Midterms 2018: climate politics are polarised, but Democrats can still move forward
David Roberts, Vox Read Article

There is further commentary following the midterm elections in the US last week. Vox’s David Roberts looks at how Democrats “can move forward” with climate policies despite the decline in opportunities for bipartisan cooperation. Roberts looks at “three prongs” of a “go-for-broke strategy” of “fully champion decarbonisation”, [making] it a winning political issue”. These include: “Grind it out in Congress”, “Get funky in the states” and “Look to the future”. Meanwhile, writing in her “Harder Line” column for Axios, Amy Harder warns that “America’s divisive politics and the sheer math of cutting heat-trapping emissions indicate the world’s prospect of substantively tackling climate change is getting out of reach”. She likens the problem to setting out to run a marathon, but “instead you turn around and start running in the other direction”. Elsewhere, Joshua Rhodes – a research associate at the University of Texas at Austin – takes a closer look for Axios at why a proposed carbon tax in Washington state failed to pass despite a “blue wave”. And Daniel Cusick at E&E News says a “near blue sweep of Midwestern governorships” could resurrect the “Midwestern Greenhouse Gas Reduction Accord” that was mooted in 2007 – a compact among six governors to reduce their states’ carbon footprints and begin the transition to an energy economy built upon efficiency, renewables and carbon cap and trade.

Science.

The Greenland and Antarctic ice sheets under 1.5C global warming
Nature Climate Change Read Article

Exceeding 1.5C of global warming could cause “irreversible” changes to the Greenland ice sheet and cause parts of the Antarctic ice sheet to collapse, concludes a review article published in Nature Climate Change. Drawing on recent scientific research, the review finds that both ice sheets are likely to face tipping points “on millennial scales” at between 1.5C and 2C of warming. “For Greenland, this may lead to irreversible mass loss due to the surface mass balance-elevation feedback, whereas for Antarctica, this could result in a collapse of major drainage basins due to ice-shelf weakening,” the researchers say.
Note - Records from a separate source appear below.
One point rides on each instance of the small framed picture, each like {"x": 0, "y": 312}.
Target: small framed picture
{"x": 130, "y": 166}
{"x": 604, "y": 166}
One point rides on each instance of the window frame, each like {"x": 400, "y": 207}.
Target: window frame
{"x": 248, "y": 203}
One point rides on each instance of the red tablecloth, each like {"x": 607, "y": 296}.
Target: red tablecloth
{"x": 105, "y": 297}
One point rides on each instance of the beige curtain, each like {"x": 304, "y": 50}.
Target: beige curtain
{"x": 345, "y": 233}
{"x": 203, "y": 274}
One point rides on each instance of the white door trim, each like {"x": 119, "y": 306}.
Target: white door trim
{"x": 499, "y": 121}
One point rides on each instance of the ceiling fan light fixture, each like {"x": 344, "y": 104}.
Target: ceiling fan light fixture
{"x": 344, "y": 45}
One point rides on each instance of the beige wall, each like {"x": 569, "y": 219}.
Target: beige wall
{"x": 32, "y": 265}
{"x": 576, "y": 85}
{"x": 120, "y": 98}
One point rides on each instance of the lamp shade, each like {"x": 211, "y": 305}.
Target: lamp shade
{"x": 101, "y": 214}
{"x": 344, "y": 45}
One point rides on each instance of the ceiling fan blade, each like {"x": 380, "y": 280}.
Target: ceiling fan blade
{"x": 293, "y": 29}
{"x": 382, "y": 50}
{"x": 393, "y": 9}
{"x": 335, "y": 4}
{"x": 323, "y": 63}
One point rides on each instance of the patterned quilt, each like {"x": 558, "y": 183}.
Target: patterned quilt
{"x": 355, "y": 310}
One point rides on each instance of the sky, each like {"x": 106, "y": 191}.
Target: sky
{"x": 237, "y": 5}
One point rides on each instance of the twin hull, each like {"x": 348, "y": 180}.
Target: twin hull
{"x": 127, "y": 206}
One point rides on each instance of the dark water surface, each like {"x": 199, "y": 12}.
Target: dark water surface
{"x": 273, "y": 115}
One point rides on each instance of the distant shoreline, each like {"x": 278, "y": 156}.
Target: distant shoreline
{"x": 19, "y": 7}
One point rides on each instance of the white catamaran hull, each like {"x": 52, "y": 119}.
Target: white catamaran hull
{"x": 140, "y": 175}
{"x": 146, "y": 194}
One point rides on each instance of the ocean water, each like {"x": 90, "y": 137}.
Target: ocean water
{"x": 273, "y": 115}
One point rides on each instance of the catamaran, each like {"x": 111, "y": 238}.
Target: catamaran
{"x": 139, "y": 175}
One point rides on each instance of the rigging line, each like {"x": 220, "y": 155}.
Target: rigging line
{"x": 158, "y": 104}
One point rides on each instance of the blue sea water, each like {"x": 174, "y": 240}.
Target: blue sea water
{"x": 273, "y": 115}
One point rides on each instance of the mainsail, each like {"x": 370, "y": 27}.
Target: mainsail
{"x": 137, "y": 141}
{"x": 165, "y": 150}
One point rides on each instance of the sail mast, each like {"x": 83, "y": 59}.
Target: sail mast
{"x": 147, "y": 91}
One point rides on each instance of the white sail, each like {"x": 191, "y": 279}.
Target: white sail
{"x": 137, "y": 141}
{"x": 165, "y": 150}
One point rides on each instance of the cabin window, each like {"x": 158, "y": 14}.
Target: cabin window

Enhanced peak growth of global vegetation and its key mechanisms
Nature Ecology & Evolution Read Article

Rising CO2 levels, an increase in nitrogen availability and the expansion of croplands have each played a similar-sized role in recent increases to global vegetation growth, a new study finds. The extent to which rising CO2 levels are behind recent increases to global plant growth, a phenomenon known as “global greening”, is an active area of research. The new study finds that increases in atmospheric CO2 accounted for 22% of the global greening observed over the past three decades. “The findings highlight the important roles of agricultural intensification and atmospheric changes in reshaping the seasonality of global vegetation growth,” the authors say.